Dal rapporto emerge che la presenza delle imprese estere in Italia è fortemente polarizzata con Lombardia, Lazio, Piemonte, Veneto, Emilia-Romagna e Toscana che assorbono complessivamente l’82,2% del valore aggiunto generato da queste realtà. La sola Lombardia pesa per il 37,7% evidenziando una forte correlazione tra la competitività regionale e la capacità di attrarre e trattenere investimenti esteri.
L’Oie avanza anche alcune proposte di intervento: semplificazione burocratica, investimento mirato nel capitale umano; potenziamento delle attività di retention; valorizzazione strategica della Zes unica; promozione internazionale dell’immagine dell’Italia.
Un passaggio del rapporto analizza l’effetto dei dazi statunitensi sulle esportazioni. Nel 2024 le imprese estere esportatrici verso gli Usa controllate da statunitensi rappresentano il 36,7% dell’export verso gli Stati Uniti del complesso delle imprese a controllo estero. L’analisi dei segmenti di imprese coi più elevati gradi di dipendenza dall’export verso gli Usa consente di individuare le imprese con rischi potenziali elevati a seguito delle politiche commerciali dell’amministrazione Trump.
Si tratta di segmenti limitati in termini di numerosità, ma rilevanti all’interno del complesso delle vendite di merci dall’Italia agli Stati Uniti realizzate dalle imprese estere, soprattutto in alcuni settori come l’industria delle bevande, la fabbricazione degli altri mezzi di trasporto, l’industria farmaceutica, la fabbricazione di autoveicoli.
Complessivamente, la quota di export nazionale verso gli Stati Uniti si attesta al 10,3%. Nel triennio 2022-2024 il 43,6% delle imprese estere esportatrici mostra flussi di export verso gli Usa in quota superiore al valore medio (29,7%), ma inferiore a quella registrata per le multinazionali italiane (51,4%). Il valore dell’export verso gli Usa realizzato dalle imprese estere nel 2024 ammonta a 19,3 mld di euro, pari al 34,2% dei 56,4 mld complessivi.
Complessivamente, tra il 2018 e il 2022 l’export merci delle imprese a controllo estero in Italia è cresciuto dal 29,4% al 35,1% pari a circa 200 miliardi.
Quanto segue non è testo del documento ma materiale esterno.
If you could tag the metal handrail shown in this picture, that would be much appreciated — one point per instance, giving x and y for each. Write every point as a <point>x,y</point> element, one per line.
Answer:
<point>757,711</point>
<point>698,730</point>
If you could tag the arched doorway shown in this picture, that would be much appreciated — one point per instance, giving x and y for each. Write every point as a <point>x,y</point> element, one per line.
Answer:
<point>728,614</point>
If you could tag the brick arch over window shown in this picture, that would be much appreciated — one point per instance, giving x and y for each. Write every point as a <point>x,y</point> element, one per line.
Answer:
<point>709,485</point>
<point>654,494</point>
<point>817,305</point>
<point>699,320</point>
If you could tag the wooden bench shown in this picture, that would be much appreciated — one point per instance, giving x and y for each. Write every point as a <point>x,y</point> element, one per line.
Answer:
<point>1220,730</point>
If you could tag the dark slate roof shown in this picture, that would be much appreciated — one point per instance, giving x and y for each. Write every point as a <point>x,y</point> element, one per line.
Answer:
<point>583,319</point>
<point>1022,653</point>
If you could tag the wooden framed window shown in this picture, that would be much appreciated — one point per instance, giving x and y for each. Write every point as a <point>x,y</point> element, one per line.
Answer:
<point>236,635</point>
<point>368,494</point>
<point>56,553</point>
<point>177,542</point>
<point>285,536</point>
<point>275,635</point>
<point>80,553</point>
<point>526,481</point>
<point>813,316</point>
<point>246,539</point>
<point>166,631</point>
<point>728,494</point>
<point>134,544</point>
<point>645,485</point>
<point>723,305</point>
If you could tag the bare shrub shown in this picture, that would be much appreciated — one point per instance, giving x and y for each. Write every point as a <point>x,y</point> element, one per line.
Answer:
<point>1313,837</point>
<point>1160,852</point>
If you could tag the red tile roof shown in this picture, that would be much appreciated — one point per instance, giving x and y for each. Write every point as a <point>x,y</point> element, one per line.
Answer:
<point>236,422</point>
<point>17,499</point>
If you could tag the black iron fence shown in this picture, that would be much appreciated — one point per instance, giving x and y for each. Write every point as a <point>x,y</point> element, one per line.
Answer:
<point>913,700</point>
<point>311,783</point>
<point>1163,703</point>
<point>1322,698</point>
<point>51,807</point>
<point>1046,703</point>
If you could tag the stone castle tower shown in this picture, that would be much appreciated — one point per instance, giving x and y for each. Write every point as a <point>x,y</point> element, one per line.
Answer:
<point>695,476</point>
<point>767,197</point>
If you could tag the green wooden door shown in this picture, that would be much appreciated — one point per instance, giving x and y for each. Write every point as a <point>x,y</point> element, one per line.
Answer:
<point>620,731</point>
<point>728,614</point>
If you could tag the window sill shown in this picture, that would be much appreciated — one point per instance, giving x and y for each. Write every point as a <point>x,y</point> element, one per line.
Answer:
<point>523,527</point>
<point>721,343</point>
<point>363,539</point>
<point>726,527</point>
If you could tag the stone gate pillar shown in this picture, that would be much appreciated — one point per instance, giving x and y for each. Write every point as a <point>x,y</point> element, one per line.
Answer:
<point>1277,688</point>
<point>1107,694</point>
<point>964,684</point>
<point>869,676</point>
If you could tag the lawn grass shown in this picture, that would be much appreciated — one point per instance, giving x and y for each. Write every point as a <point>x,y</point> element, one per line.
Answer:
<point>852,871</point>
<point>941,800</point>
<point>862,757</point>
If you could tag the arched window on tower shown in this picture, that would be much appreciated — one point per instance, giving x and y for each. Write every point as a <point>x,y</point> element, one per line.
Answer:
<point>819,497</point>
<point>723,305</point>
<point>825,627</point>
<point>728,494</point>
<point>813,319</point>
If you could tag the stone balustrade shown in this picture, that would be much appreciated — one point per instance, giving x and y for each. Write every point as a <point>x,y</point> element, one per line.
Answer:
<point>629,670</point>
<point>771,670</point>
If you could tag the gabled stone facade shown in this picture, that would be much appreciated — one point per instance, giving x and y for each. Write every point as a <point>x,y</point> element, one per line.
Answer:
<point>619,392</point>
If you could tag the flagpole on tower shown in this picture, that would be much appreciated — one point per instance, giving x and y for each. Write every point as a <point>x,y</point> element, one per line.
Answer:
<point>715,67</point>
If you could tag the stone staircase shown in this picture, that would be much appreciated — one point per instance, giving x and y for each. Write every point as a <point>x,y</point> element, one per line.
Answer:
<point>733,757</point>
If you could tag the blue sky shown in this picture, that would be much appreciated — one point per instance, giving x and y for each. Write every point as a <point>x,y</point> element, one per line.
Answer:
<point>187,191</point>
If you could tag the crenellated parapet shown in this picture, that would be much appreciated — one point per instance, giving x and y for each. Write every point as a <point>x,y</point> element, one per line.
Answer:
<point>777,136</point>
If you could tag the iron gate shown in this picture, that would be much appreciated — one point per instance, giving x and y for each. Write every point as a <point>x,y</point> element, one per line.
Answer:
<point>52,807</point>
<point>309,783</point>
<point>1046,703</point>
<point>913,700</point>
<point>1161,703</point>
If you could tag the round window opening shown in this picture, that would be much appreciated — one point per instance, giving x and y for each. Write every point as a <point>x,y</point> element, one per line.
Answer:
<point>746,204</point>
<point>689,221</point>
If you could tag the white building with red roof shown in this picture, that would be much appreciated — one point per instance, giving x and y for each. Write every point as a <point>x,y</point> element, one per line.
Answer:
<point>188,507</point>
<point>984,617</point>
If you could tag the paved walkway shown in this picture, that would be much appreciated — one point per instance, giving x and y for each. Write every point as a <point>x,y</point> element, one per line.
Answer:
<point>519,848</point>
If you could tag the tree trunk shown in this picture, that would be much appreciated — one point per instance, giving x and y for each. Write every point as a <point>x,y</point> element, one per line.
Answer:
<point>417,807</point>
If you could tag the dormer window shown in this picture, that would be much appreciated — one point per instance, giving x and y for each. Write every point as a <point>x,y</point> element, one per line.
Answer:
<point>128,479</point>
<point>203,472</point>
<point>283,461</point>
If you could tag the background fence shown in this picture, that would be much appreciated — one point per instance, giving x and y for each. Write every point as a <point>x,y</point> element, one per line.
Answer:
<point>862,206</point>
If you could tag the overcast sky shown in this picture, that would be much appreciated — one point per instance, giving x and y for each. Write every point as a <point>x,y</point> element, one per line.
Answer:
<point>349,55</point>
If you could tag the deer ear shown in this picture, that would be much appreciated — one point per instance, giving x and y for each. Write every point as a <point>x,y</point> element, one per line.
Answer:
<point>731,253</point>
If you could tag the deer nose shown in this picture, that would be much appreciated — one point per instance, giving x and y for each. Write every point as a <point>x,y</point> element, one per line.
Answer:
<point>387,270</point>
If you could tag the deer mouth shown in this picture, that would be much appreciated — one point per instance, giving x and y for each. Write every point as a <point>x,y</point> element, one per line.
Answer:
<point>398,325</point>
Le imprese esportatrici persistenti nel triennio 2022-2024 generano il 98% dell’export nazionale di merci.
A partire da una base dati Istat costruita ad hoc, sono state identificate tra queste imprese esportatrici persistenti (oltre 84.000) quelle a controllo estero (circa 4.500). Nel documento è emerso che il contributo delle imprese estere all’export merci è lievemente aumentato, rispetto a tutte le imprese esportatrici persistenti (italiane ed estere) residenti in Italia: le stime passano dal 33,6% nel 2022 al 33,8% nel 2024, pari a 190 mld di euro.
Segnali di continuità nell’export nel periodo 2022/2024. Le stime dell’Oie confermano che le imprese estere in Italia trainano circa un terzo dell’export persistente nel nostro Paese.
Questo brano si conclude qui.